The COVID-19 pandemic has led us to reconsider our research methodologies and adopt technological advancements more swiftly. Although several of these newly adopted technologies had been considered for years, no attempts had been made to implement them successfully. As a result, many of the technologies that were adopted successfully during the pandemic will be valuable in the future.
Going forward, the company's integrated approach to target evaluation, as well as portfolio assessments, will receive maximum attention. This is to guarantee that we have a strong biologic basis for evaluating the technological viability in understanding the clinical and regulatory paths to achieve target product profiles. In addition, we recognize the market opportunity that is critical to incorporating therapy, competitive assessment, and differentiation strategy for our programs.
What would be your advice to the budding professionals looking to work on the same line of career?
Unmet need is going to continue driving innovation across the biopharmaceutical industry. The epidemic has compelled us to adopt innovative techniques to clinical trials and to adopt technology at a faster rate, and that is going to continue to be a factor for success. At Alkermes, we integrated remote monitoring of our clinical trial data, quickly revised study protocols to conduct remote patient visits, at the same time ensuring mindful data collection.

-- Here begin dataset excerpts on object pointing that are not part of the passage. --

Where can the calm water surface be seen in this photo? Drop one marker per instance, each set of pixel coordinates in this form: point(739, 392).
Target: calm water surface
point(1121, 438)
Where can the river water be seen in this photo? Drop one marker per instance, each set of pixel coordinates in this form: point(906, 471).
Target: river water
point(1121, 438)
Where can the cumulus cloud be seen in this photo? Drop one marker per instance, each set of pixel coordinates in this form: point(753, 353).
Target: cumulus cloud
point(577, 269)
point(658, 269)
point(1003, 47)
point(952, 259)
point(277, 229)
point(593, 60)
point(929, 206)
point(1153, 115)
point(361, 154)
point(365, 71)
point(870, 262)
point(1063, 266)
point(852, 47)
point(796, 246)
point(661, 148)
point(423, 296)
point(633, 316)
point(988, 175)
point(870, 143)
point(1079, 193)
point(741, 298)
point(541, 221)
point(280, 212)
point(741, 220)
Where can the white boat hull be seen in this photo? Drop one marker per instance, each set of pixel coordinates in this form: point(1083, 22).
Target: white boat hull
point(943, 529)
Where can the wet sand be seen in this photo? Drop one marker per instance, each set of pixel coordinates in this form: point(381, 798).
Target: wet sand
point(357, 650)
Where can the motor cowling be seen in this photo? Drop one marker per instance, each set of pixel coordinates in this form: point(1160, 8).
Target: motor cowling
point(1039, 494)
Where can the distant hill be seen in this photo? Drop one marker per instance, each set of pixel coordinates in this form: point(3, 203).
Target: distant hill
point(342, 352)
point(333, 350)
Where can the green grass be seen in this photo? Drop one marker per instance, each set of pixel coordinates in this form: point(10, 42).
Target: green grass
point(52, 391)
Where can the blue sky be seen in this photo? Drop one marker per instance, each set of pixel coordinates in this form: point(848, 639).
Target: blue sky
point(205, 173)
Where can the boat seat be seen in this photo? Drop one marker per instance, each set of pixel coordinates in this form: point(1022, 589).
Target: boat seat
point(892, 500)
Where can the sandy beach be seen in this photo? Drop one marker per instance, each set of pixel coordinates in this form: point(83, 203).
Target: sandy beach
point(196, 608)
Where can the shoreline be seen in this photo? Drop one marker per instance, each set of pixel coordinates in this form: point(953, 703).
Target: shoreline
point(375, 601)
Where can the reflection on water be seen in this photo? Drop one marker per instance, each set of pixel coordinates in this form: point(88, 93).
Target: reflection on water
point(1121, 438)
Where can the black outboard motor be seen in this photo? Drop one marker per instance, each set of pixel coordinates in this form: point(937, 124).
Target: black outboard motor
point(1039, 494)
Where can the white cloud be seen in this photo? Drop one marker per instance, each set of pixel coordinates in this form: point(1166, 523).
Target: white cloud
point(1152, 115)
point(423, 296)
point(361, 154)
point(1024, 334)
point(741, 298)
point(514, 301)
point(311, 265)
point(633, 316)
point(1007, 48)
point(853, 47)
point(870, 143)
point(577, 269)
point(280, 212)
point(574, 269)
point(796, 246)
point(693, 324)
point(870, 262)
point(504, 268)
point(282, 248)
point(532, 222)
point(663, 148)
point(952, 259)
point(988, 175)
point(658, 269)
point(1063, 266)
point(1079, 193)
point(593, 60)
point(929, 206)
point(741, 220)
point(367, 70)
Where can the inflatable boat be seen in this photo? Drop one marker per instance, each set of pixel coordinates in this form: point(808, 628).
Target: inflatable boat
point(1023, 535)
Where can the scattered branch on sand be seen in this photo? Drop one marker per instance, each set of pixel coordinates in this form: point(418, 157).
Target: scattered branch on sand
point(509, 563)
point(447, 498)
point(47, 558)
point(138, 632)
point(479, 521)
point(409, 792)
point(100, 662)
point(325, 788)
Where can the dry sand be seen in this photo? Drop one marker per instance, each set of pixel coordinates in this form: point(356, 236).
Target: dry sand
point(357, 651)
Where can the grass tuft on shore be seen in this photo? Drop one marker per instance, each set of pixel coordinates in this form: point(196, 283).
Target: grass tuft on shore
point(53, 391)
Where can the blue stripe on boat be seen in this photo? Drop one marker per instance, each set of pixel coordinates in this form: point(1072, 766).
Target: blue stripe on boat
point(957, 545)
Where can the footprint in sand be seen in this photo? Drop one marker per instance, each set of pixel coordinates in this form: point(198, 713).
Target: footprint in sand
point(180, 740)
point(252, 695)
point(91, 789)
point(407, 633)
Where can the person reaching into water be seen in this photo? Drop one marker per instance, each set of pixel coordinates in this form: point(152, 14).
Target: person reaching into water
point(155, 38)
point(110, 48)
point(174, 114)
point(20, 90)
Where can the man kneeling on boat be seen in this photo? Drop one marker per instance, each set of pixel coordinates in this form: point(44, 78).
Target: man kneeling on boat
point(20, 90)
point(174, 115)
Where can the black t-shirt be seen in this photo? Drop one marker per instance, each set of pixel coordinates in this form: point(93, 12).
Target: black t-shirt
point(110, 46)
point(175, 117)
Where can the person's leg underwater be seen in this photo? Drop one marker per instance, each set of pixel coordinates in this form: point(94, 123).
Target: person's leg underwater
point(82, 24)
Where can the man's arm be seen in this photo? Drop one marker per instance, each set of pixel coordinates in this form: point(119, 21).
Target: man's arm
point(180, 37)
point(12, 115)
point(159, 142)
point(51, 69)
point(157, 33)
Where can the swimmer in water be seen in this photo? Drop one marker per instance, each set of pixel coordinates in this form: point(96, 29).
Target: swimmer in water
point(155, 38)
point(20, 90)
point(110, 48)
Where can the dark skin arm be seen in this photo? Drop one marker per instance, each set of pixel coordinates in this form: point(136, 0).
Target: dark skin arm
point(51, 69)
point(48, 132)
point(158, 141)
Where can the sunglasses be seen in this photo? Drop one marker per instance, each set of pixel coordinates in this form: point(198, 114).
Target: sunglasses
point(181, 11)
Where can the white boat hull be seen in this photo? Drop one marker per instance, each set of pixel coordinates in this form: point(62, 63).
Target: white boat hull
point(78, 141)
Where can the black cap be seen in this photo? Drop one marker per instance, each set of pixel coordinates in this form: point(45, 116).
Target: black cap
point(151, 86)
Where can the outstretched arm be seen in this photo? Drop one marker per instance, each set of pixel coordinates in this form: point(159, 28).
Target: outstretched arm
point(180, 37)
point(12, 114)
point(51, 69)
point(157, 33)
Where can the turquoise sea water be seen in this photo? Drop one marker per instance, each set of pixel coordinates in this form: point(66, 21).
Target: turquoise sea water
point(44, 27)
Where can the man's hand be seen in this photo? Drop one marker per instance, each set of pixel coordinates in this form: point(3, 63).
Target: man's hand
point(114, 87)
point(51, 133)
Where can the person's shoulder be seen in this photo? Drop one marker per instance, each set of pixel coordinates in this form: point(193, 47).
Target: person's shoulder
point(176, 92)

Collaboration is also key. We have dedicated advisory boards with expertise in translational medicine, chemistry, and molecular engineering, working alongside our teams and helping drive our initiatives ahead. We also work with clinical advisory committees in therapeutic areas to help us identify and evaluate the clinical and regulatory feedback needed to move programs forward successfully. These collaborations aid budding professionals who are interested in moving directly into the industry or students who want to establish a stronger link between academic medicine and the industry.